One can envision situations in which this section of the Statute would apply. A teenager getting pregnant, a friend embarking on a brilliant college career, parents who, religiously or on principle, want them to marry and have the child. The young couple can even live with parents on one side of the family or the other until their feet are on the ground.
When can a marriage be declared null and void?
Texas Family Code law provides for situations in which a marriage outside of annulment may be void. There are circumstances that result in certain marriages being void and not recognized as legal from the start. These rules are largely based on public order.
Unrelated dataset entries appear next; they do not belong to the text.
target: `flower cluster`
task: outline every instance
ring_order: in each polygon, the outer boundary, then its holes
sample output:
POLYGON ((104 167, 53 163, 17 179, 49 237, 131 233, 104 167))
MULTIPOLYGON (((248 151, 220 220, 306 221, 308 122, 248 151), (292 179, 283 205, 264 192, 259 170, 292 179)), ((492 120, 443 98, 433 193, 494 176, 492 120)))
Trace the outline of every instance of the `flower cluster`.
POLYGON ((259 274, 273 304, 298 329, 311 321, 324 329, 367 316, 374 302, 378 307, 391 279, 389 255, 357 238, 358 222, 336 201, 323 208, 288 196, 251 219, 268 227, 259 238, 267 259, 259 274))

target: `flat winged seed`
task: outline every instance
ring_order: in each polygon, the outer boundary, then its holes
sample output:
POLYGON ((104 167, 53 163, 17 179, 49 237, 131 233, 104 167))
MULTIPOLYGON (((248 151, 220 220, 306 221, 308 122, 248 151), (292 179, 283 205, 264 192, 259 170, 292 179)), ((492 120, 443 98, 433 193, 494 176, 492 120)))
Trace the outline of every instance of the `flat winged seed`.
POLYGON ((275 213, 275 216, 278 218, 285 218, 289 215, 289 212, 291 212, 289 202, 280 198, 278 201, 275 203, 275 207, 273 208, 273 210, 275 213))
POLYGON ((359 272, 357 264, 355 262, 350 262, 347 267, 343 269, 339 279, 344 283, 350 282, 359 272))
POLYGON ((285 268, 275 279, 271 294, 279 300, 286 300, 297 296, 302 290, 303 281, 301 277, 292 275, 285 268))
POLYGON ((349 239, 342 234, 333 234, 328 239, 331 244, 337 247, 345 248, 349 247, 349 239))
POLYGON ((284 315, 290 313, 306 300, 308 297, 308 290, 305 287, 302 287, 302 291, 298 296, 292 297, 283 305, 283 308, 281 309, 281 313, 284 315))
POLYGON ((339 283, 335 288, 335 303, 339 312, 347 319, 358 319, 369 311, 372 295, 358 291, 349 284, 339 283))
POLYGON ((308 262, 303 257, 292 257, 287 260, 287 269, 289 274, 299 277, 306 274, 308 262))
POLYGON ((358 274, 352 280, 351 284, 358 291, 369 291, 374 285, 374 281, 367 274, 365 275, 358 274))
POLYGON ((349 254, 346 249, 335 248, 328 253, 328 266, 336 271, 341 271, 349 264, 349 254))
If you marry while either spouse is still married and before an impending divorce is granted, the new marriage is void. If you have any questions about remarriage, you should consult a family law attorney. You need to avoid the trouble of making quick and hasty decisions when it comes to marriage.
A marriage is void if you marry someone to whom you are related as:
- An ancestor or descendant by blood or adoption;
- A full- or half-blooded brother or sister, or by adoption;
- The brother or sister of a full- or half-blood parent or by adoption;
- A son or daughter of a brother or sister of full blood or half-blood, or by adoption.
With the advent of the internet and the wealth of information available to us, you can do your own research on topics such as marriage and annulment. However, as in many areas of law, it is best to speak to an attorney before making any decisions and taking action.